This weekend, a friend and I went to a one-man play starring Charles Dickens’s great-great grandson. Seeing him was the main draw, I admit. I went knowing little about the play itself, except that one of my writer friends (Michelle Griep) had loved it. Two other friends had also seen it, but warned me their husbands had nodded off during the show. So, I went with no “great expectations,” but rather moderate hopes to enjoy the performance and meet a descendant of a writer I have long admired.
You are no doubt familiar with Charles Dickens and his many famous tales, like A Christmas Carol, Oliver Twist, or Great Expectations. (The length of many of his books is daunting, I know.

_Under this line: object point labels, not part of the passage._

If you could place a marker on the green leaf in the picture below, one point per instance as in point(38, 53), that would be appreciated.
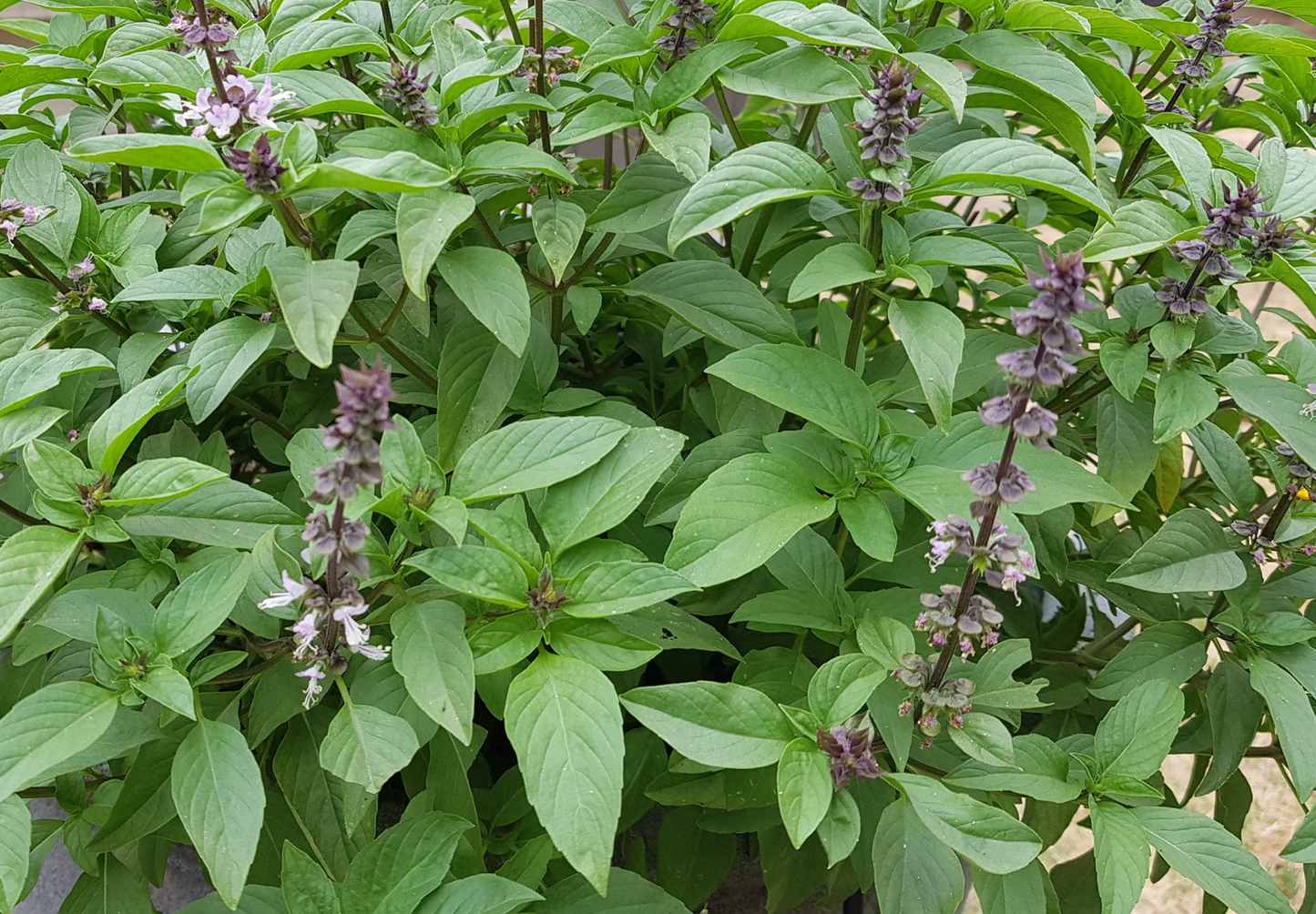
point(1171, 651)
point(1295, 721)
point(801, 76)
point(29, 562)
point(434, 659)
point(1123, 857)
point(1188, 553)
point(1190, 159)
point(686, 141)
point(808, 383)
point(1137, 228)
point(224, 513)
point(691, 863)
point(558, 227)
point(833, 267)
point(1041, 772)
point(988, 837)
point(840, 828)
point(484, 893)
point(688, 76)
point(870, 523)
point(197, 606)
point(170, 688)
point(1226, 462)
point(599, 644)
point(934, 340)
point(117, 426)
point(478, 571)
point(189, 283)
point(1280, 404)
point(425, 221)
point(50, 726)
point(1135, 736)
point(403, 866)
point(1183, 399)
point(604, 494)
point(565, 725)
point(305, 888)
point(533, 454)
point(644, 198)
point(1202, 849)
point(1046, 79)
point(713, 724)
point(615, 588)
point(741, 516)
point(315, 296)
point(1007, 163)
point(15, 845)
point(914, 872)
point(803, 789)
point(149, 71)
point(316, 42)
point(984, 738)
point(26, 375)
point(711, 298)
point(222, 355)
point(618, 42)
point(745, 179)
point(478, 376)
point(627, 893)
point(1020, 890)
point(149, 150)
point(842, 686)
point(367, 746)
point(398, 171)
point(511, 157)
point(822, 25)
point(161, 479)
point(212, 784)
point(490, 284)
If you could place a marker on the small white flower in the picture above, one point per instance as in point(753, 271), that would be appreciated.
point(312, 674)
point(292, 591)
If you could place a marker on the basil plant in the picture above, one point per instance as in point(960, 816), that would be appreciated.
point(595, 455)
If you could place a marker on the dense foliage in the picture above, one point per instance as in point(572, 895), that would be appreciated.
point(455, 462)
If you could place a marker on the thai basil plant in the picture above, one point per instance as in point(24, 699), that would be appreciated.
point(485, 458)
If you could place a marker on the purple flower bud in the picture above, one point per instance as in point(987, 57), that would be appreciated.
point(260, 168)
point(407, 88)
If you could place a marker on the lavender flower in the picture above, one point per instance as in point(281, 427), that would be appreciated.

If you haven’t already, you really should at least watch some of the miniseries based on them, like David Copperfield, Little Dorrit, Our Mutual Friend, Nicholas Nickleby, and the sublime Bleak House.)
But have you heard of one called, The Life of Our Lord? I had not. It was the last Dickens book to be published and not until 1934, more than 60 years after Dickens’s death. It is a “children’s New Testament,” written for his own children (he fathered 10) and never intended for publication, only to be read aloud every Christmas for his family.

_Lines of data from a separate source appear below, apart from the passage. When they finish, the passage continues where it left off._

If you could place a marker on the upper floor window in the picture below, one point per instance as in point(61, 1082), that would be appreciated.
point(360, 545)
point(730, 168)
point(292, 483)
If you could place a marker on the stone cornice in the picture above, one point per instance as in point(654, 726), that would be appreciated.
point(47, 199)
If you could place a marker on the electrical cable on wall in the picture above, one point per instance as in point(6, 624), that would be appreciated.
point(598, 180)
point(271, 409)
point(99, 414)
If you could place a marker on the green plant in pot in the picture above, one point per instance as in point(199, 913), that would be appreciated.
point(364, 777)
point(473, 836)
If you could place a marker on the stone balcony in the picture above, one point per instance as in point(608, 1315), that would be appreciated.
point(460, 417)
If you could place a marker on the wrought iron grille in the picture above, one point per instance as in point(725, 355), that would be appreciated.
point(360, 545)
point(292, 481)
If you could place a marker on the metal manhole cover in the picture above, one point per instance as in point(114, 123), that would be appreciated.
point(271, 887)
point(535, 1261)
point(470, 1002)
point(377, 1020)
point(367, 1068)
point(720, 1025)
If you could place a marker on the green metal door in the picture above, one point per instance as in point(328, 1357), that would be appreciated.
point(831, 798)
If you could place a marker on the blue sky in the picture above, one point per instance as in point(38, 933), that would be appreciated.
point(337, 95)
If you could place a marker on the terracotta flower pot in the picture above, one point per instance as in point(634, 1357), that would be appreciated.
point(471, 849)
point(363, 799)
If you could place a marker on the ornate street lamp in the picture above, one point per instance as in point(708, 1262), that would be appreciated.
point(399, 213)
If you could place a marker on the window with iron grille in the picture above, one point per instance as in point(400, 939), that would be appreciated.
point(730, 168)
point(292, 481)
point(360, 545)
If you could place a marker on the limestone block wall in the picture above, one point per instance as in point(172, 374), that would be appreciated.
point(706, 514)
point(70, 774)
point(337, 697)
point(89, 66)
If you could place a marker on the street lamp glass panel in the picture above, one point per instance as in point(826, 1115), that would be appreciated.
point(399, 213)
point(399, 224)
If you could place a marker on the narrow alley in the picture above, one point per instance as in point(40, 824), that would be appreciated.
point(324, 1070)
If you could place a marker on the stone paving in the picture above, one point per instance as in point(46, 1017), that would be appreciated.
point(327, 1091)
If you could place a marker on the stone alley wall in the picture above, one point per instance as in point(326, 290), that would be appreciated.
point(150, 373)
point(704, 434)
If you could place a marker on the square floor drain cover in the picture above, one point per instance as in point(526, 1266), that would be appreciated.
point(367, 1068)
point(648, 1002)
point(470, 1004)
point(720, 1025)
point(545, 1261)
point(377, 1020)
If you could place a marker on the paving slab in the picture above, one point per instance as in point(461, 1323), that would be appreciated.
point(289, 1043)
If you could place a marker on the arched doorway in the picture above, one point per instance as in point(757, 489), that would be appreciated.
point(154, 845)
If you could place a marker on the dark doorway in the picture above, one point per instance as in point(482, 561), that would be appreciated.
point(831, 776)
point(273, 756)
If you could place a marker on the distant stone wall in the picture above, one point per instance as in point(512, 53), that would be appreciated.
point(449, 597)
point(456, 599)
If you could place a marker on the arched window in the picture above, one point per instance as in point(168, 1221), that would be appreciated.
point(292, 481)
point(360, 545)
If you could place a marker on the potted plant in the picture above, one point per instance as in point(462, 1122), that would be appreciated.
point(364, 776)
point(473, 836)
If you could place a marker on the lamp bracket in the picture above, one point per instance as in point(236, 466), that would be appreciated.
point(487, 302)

The slim volume is the inspiration behind and the subject of the play called “To Begin With,” and its run here in Minneapolis was its world premier. The idea for the play was proposed by its producer, a lifelong Dickens fan who found himself wondering and imagining why Dickens had written it. In his words, “If he thought it was important that his children know about the life of Christ, why not give them a Bible and say, ‘Here, read this!’” The play, written with Jeffrey Hatcher, is their attempt to answer the question of why Dickens wrote the book and in what circumstances. The result is a well-written, wonderfully acted, faith-affirming, and funny play. I had not expected a gospel-centered performance or one so reverent. The play exceeded my expectations on every level. And neither of us nodded off once. 🙂
The fact that it starred a great-great grandson of Charles Dickens, who graciously met audience members after the show? A close encounter of the coolest kind. Not only is Gerald Dickens a talented and charming actor, but he even agreed to sign a few of his great-great grandfather’s books for me.
Charles Dickens had many faults. (Who doesn’t?) Because of some things I had heard about him, I was surprised and pleased to learn about this book, and the man’s enduring faith despite his successes and failures. This little book could well have more lasting (or at least eternal) impact than Dickens’s other, lauded works.
In the preface, another descendant says that Charles Dickens wrote the book for his children to share his “…belief in the Good News of God, and tell again the Gospel story in a pleasantly simple yet direct and accurate way.” A worthwhile goal. Here is the opening line of Charles Dickens’s The Life of Our Lord, which was repeated in the play itself:
“My dear children, I am very anxious that you should know something about the History of Jesus Christ. For everybody ought to know about Him. No one ever lived, who was so good, so kind, so gentle, and so sorry for all people who did wrong, or were in anyway ill or miserable, as he was. And as he is now in Heaven, where we hope to go, and all to meet each other after we are dead, and there be happy always together, you never can think what a good place Heaven is, without knowing who he was and what he did.”
Ah, Heaven… A “Great Expectation,” indeed!
Do you have a favorite Dickens novel? Did you know about his last book, The Life of Our Lord?